R/power_agreement_assurance.R
In SimplyAgree: Flexible and Robust Agreement and Reliability Analyses

Documented in agree_assurance

#' Assurance Probability for Limits of Agreement
#'
#' `r lifecycle::badge('maturing')`
#'
#' Calculate the sample size necessary for a confidence interval of the Bland-Altman
#' range of agreement when the underlying data distribution is normal. This function
#' uses the assurance probability criterion to determine the optimum sample size,
#' based on the exact confidence interval method of Jan and Shieh (2018), which has
#' been shown to be superior to approximate methods.
#'
#' @param conf.level confidence level for the range of agreement (1 - alpha).
#'   The confidence level of the confidence interval of the range of agreement
#'   (tolerance interval). Default is 0.95.
#' @param assurance target lower bound of the assurance probability (1 - gamma).
#'   The assurance probability is the probability that the study half-width will
#'   be less than omega. Common values are 0.80, 0.90, or 0.95.
#' @param omega upper bound of assurance half-width. The sample size guarantees
#'   (assures) that 100(1 - gamma)% of interval half-widths will be less than
#'   this value. Can be specified in standard deviation units.
#' @param pstar central proportion of the data distribution covered (P*). It is
#'   the proportion of observations that fall between the limits. For example, a
#'   value of 0.95 indicates that 95% of the variable's values fall between the
#'   limits. Must be between 0 and 1. Common values are 0.90 or 0.95.
#' @param sigma population standard deviation of the paired differences. If the
#'   true value is unknown, omega can be specified in standard deviation units
#'   by setting sigma = 1.
#' @param n sample size (optional). If provided, the function will solve for a
#'   different parameter rather than sample size.
#'
#' @returns An object of class `"power.htest"` containing the following components:
#'
#' - `n`: The required sample size (number of subject pairs)
#' - `conf.level`: The confidence level (1 - alpha)
#' - `assurance`: The target assurance probability (1 - gamma)
#' - `actual.assurance`: The actual assurance probability achieved (may differ
#'   slightly from target due to discrete nature of n)
#' - `omega`: The upper bound of assurance half-width
#' - `pstar`: The central proportion covered (P*)
#' - `sigma`: The population standard deviation
#' - `g.factor`: The Odeh-Owen factor (g'') used to construct the tolerance
#'   interval, tabulated in Odeh and Owen (1980)
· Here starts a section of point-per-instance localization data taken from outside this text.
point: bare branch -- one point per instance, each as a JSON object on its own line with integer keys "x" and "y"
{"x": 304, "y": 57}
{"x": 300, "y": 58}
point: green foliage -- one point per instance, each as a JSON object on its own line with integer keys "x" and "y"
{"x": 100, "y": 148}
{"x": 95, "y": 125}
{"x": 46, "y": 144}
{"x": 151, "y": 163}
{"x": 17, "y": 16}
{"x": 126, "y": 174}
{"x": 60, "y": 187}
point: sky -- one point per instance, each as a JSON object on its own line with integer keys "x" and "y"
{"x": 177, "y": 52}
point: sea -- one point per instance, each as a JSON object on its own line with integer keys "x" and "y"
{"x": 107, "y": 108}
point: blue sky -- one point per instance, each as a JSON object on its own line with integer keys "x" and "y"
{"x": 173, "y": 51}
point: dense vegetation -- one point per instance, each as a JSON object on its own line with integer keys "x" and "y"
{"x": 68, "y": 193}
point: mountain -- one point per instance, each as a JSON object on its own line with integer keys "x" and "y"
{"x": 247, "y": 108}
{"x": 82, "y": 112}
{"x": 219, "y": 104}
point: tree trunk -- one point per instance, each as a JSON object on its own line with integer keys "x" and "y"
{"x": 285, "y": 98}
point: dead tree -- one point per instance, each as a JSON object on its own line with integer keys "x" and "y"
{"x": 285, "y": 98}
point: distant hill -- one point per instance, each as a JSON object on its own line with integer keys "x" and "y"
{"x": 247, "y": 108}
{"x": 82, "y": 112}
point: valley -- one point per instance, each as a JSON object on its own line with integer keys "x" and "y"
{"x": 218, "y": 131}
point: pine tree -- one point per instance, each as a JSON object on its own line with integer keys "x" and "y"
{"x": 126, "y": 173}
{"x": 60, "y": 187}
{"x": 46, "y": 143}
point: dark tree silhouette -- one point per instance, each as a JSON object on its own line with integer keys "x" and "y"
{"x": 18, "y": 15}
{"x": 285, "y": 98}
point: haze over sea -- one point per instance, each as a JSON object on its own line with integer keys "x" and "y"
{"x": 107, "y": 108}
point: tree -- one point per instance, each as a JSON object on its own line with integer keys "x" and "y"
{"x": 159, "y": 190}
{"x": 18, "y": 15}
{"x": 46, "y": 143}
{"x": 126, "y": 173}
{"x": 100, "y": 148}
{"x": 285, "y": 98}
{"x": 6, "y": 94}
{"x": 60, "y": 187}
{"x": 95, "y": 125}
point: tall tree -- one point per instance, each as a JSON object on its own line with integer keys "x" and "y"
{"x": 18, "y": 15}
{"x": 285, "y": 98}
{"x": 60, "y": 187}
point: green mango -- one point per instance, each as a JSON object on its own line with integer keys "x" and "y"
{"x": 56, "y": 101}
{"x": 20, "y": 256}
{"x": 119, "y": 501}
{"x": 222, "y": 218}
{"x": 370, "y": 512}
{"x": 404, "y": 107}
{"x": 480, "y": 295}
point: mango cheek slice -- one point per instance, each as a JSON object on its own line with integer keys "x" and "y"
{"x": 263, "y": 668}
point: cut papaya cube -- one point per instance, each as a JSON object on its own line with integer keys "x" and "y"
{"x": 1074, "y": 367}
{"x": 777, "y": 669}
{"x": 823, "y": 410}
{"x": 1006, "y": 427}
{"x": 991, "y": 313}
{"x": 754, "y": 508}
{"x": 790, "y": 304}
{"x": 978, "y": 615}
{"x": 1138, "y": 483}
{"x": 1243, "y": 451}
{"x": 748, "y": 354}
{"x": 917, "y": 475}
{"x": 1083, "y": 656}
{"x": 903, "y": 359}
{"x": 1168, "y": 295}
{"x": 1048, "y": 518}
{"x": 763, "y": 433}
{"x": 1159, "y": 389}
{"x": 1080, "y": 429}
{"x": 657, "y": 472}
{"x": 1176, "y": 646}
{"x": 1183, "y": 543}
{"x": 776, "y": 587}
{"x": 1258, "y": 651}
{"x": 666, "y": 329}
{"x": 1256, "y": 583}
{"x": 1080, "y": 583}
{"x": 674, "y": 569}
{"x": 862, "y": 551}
#' - `method`: Description of the method used
#' - `note`: Additional notes about the analysis
#'
#' @details
#' ## Overview
#'
#' This function implements the exact method for determining sample size based on
#' assurance probability for Bland-Altman limits of agreement, as described in
#' Jan and Shieh (2018). The assurance probability criterion determines an N that
#' guarantees with specified probability (1 - gamma) that the confidence interval
#' half-width will be no more than a boundary value omega.
#'
#' ## Technical Details
#'
#' Suppose a study involves paired differences (X - Y) whose distribution is
#' approximately N(mu, sigma^2). The range of agreement is defined as a confidence
#' interval of the central portion of these differences, specifically the area
#' between the 100(1-p)th and 100p-th percentiles, where p* = 2p - 1.
#'
#' The exact two-sided, 100(1 - alpha)% confidence interval for the range of
#' agreement is defined as:
#'
#' Pr(theta_(1-p) < theta_hat_(1-p) and theta_hat_p < theta_p) = 1 - alpha
#'
#' The equal-tailed tolerance interval recommended by Jan and Shieh (2018) is:
#'
#' (X_bar - d, X_bar + d)
#'
#' where d = g * S, g is the Odeh-Owen tolerance factor (tabulated as g'' in
#' Odeh and Owen (1980)), and S is the sample
#' standard deviation.
#'
#' ## Sample Size Determination
#'
#' The sample size N is selected to satisfy: Pr(H <= omega) >= 1 - gamma
#'
#' This leads to the expression:
#'
#' psi(eta) >= 1 - gamma
#'
#' where psi() is the CDF of a chi-square distribution with N-1 degrees of
#' freedom and eta = (N-1) \* (omega/(g\*sigma))^2.
#'
#' The method uses equal-tailed tolerance intervals based on the noncentral
#' t-distribution to construct exact confidence intervals for the range of
#' agreement. The tolerance factor g is calculated such that the interval
#' maintains the specified confidence level under normality.
#'
#' Jan and Shieh (2018) demonstrated through extensive simulations that this
#' exact method should be adopted rather than the classical Bland-Altman
#' approximate method.
#'
#' ## Interpreting Results
#'
#' Each subject produces two measurements (one for each method being compared).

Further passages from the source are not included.